It was agreed to test whether other haemophilia nurses perceived such a need by means
of a short five-item questionnaire devised by the group and made available to all members of the UK’s Haemophilia Nurse’s Association via Survey-Monkey. Final responses from 59 haemophilia nurses across the UK have MK-1775 supplier been analysed. Most nurses agreed that there was value in the development of a haemophilia link nurse role within UK hospitals and thought their trusts would support it. While barriers and potential downsides were acknowledged, this was seen as a useful way of sharing information and knowledge with colleagues from different specialties and of raising awareness of bleeding disorders among the general nursing community. Haemophilia nurses should coordinate the development of a Haemophilia Link Nurse training and education PI3K inhibitor pack. “
“Summary. Bleeding disorders secondary to acquired non-inhibitory antibodies directed against vitamin K-dependent coagulation proteins are rare. In this report, the authors describe a patient with a low grade lymphoma who presented with a fatal acquired bleeding manifestation and abnormal
hemostatic studies resulting from deficiencies in both prothrombin and factor X. Patient plasma samples were collected and studied for the presence of an acquired inhibitor. Levels of plasma coagulation proteins were measured using immunoassay. Patient anti-prothrombin immunoglobulin G was isolated and binding to prothrombin, prothrombin F1.2, factors IX and X was evaluated using immunoblots and competition immunoassay.
Prolongation in the prothrombin time and activated partial thromboplastin time suggested a factor deficiency in the common pathway of coagulation. Functional and antigenic levels of both prothrombin and factor X were decreased. An IgG subtype-4 antibody was isolated from patient plasma using affinity chromatography on prothrombin-sepharose. This antibody was found to bind to a common metal-ion-dependent conformational epitope found on the γ-carboxyglutamic acid (Gla) domain of prothrombin, factor X and factor IX. This report represents the first description of an acquired bleeding disorder resulting selleck inhibitor from a unique cross-reactive auto-antibody against a common metal-ion-dependent antigenic structure on the Gla-domain of the vitamin K-dependent proteins. “
“Summary.
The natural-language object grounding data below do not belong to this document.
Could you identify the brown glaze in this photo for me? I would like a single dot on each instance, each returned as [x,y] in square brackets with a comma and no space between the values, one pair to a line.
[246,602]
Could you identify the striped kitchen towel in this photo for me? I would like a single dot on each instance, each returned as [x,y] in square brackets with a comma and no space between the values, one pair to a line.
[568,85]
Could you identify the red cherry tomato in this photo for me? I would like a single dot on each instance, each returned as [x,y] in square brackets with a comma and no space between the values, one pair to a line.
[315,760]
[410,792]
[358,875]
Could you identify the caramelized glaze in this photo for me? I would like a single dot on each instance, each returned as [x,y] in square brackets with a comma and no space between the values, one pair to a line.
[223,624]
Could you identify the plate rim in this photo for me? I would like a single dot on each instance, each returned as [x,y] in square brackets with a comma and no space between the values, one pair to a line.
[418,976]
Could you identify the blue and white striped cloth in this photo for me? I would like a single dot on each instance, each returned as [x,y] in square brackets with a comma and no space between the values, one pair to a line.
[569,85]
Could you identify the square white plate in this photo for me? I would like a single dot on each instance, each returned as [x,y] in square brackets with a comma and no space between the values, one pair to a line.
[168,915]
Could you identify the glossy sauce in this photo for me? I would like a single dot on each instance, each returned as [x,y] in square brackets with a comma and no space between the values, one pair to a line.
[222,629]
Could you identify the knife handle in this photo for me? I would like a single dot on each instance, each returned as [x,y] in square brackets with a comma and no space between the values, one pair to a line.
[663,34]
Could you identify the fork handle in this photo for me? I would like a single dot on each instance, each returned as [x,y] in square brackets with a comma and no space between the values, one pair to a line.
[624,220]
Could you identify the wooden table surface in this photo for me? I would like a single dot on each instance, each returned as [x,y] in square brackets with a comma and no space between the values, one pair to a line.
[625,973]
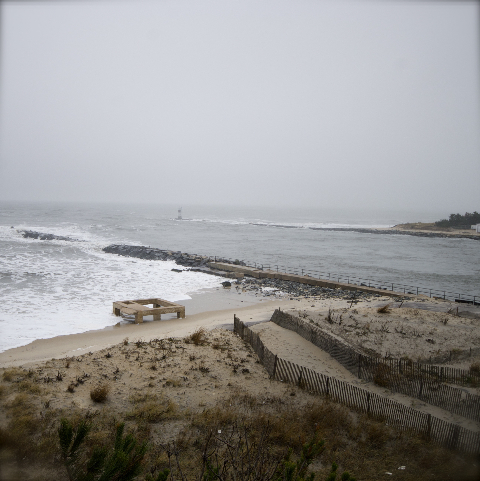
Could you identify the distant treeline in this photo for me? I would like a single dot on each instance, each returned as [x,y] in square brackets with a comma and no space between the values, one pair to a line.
[459,220]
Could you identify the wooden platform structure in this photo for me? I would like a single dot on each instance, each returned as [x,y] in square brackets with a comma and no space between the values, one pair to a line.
[139,308]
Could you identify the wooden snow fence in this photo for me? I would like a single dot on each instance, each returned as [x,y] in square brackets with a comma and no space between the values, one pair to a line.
[378,407]
[421,381]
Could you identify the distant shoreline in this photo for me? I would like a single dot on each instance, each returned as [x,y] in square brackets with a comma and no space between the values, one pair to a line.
[397,230]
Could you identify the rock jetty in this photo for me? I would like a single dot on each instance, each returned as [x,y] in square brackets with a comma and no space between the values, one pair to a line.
[152,253]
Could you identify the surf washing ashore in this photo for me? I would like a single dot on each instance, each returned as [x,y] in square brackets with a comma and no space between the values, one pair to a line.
[62,281]
[66,355]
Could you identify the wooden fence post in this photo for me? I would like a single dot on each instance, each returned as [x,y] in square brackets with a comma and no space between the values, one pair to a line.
[275,366]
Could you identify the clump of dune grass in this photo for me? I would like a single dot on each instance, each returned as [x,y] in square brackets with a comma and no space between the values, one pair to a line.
[12,374]
[151,408]
[198,337]
[99,394]
[385,309]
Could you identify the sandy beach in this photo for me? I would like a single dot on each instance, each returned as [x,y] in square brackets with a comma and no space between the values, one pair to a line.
[164,372]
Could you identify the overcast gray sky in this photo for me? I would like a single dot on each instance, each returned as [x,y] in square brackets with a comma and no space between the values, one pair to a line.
[323,103]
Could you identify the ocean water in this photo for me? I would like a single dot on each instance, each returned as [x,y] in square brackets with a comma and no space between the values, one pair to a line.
[48,288]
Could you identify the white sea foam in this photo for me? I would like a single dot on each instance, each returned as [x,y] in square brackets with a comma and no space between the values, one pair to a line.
[50,288]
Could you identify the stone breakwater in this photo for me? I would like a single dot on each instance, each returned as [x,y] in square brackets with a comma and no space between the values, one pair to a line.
[266,287]
[281,288]
[152,253]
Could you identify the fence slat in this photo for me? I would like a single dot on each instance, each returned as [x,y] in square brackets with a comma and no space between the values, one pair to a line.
[388,410]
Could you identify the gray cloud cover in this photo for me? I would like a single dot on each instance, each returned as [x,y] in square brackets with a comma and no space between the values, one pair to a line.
[323,103]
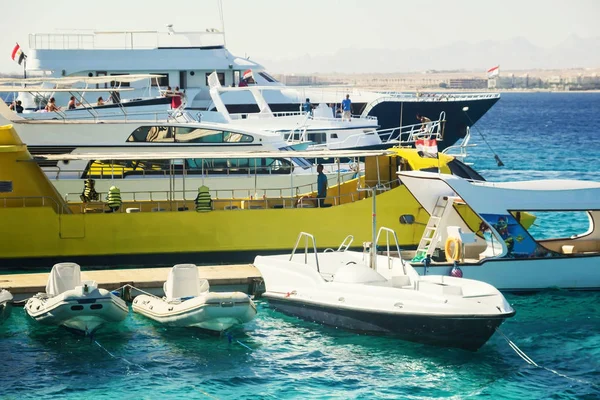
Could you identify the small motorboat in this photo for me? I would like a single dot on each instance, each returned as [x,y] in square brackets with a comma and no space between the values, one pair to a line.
[5,304]
[75,304]
[381,294]
[188,303]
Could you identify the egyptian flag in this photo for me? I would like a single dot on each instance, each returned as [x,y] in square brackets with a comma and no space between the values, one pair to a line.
[18,55]
[494,71]
[428,147]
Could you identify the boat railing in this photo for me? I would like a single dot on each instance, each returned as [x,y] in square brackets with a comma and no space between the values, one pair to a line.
[460,151]
[388,251]
[124,40]
[307,237]
[408,134]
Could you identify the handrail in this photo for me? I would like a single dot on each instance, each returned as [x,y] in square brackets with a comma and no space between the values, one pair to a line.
[124,40]
[389,231]
[314,242]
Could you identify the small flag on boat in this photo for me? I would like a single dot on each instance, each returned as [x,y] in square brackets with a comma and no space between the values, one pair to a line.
[428,147]
[18,55]
[494,71]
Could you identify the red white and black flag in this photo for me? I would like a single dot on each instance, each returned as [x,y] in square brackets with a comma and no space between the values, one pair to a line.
[494,71]
[18,55]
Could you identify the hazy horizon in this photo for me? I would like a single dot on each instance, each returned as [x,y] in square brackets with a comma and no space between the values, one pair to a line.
[272,31]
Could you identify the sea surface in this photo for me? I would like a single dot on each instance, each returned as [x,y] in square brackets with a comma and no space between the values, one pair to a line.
[536,135]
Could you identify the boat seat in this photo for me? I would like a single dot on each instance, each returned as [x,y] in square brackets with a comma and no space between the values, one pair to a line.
[184,281]
[63,277]
[400,281]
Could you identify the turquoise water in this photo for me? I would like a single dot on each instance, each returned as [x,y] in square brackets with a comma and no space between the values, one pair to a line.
[275,356]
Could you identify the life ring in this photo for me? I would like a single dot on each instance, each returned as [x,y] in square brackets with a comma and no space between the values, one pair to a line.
[457,252]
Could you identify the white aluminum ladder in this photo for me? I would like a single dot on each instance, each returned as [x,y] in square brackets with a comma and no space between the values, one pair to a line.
[431,236]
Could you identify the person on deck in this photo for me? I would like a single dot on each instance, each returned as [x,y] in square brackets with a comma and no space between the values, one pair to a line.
[16,107]
[307,107]
[176,98]
[51,106]
[347,108]
[321,186]
[425,122]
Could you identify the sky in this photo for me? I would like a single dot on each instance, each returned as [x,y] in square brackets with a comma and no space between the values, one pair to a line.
[279,29]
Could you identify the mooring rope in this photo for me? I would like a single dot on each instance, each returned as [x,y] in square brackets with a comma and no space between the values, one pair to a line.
[529,361]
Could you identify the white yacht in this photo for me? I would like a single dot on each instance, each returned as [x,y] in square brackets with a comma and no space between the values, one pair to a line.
[497,246]
[186,59]
[242,176]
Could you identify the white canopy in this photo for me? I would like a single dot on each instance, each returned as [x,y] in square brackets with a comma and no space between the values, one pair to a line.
[71,80]
[499,198]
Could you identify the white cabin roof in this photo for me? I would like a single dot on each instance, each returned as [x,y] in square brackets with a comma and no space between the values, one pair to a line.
[498,198]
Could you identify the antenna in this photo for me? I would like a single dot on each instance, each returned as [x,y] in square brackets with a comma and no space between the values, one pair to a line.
[222,21]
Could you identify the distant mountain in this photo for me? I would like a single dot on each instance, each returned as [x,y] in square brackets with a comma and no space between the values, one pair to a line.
[513,54]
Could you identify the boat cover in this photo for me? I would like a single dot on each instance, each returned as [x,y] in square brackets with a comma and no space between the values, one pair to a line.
[63,277]
[184,281]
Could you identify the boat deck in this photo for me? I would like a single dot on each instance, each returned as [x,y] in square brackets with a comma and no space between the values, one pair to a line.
[243,277]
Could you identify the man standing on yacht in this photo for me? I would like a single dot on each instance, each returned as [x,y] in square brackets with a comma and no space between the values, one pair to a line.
[321,186]
[346,108]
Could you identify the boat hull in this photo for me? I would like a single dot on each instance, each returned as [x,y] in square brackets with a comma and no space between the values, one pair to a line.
[83,314]
[464,332]
[577,272]
[214,312]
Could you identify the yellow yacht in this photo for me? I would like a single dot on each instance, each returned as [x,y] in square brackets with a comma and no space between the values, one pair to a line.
[39,228]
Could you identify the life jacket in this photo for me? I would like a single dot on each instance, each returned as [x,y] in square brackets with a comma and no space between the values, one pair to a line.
[89,191]
[114,198]
[203,200]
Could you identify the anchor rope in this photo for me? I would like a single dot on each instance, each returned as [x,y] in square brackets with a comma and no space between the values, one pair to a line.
[529,361]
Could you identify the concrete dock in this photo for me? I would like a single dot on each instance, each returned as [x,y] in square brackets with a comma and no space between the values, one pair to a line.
[244,278]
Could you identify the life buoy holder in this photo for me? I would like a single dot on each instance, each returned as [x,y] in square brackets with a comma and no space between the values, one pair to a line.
[453,254]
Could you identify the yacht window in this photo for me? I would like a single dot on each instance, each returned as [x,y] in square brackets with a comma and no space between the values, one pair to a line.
[162,81]
[155,134]
[201,135]
[267,77]
[318,137]
[119,84]
[220,75]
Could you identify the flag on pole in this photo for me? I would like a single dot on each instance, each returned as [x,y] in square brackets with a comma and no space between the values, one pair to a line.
[494,71]
[428,147]
[18,55]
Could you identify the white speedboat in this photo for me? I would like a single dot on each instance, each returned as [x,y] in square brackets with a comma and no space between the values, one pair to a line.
[5,304]
[189,303]
[75,304]
[186,59]
[492,242]
[381,294]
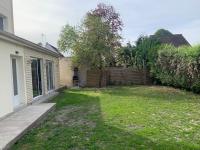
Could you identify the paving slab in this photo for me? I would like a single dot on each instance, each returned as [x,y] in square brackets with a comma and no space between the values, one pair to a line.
[18,123]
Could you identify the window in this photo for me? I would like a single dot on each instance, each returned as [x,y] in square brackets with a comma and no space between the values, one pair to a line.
[1,23]
[50,76]
[14,69]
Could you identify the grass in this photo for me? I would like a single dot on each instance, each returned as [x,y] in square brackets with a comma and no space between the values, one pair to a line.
[118,118]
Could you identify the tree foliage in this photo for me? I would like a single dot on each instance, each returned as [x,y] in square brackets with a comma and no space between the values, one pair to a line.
[96,41]
[178,67]
[162,33]
[140,55]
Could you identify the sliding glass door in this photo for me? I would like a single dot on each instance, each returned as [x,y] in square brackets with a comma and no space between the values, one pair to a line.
[36,77]
[50,76]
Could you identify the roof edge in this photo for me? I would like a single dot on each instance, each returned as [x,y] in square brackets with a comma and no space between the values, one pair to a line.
[18,40]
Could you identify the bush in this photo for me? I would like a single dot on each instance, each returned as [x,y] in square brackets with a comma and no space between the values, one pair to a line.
[178,67]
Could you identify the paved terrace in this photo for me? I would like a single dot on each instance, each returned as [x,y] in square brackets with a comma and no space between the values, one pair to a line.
[15,125]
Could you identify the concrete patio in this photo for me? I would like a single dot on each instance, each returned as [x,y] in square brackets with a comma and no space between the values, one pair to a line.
[16,125]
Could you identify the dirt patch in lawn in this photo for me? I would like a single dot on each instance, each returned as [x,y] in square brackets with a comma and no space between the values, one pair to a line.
[74,116]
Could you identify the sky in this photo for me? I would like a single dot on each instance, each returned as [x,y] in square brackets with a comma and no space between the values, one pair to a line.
[34,18]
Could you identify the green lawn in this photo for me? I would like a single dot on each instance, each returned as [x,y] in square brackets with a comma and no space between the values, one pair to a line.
[119,118]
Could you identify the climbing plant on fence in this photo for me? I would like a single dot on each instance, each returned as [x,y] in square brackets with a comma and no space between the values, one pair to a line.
[178,67]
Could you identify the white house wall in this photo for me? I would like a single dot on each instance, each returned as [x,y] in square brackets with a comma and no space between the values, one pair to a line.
[6,89]
[6,10]
[8,49]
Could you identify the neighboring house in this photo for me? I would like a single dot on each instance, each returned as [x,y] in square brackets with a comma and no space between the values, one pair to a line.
[28,71]
[174,39]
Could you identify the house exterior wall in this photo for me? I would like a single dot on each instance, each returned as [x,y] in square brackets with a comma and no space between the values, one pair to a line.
[7,50]
[6,10]
[6,89]
[66,72]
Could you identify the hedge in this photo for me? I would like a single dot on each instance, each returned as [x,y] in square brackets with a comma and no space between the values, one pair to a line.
[178,67]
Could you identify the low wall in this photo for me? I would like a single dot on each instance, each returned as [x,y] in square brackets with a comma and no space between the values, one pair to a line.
[118,76]
[93,77]
[128,76]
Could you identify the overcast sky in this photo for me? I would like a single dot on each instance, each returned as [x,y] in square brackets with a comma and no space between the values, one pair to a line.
[36,17]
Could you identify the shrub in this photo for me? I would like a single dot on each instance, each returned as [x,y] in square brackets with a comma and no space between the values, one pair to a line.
[178,67]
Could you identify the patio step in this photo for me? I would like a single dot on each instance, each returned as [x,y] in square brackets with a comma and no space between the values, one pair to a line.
[16,125]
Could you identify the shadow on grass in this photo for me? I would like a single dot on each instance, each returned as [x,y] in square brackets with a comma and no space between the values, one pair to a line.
[160,93]
[78,123]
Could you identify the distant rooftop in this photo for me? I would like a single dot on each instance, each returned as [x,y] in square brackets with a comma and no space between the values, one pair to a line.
[174,39]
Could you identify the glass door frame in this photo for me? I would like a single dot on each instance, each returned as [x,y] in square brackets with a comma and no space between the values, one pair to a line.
[48,78]
[41,77]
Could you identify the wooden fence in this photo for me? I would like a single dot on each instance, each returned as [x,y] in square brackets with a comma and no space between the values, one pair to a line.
[118,76]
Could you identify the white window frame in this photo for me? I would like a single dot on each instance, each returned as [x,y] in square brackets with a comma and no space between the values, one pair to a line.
[53,76]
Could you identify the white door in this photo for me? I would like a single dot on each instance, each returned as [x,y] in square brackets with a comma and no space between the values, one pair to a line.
[16,82]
Cranial haemorrhage (CH) is a potentially serious complication in patients with severe congenital haemophilia with inhibitors (CHwI). Treatment includes bypassing agents, such as recombinant activated factor VII (rFVIIa). To examine the US experience in treating CH with rFVIIa, a retrospective review of the Hemophilia and Thrombosis Research Society 2004–2008 database was conducted.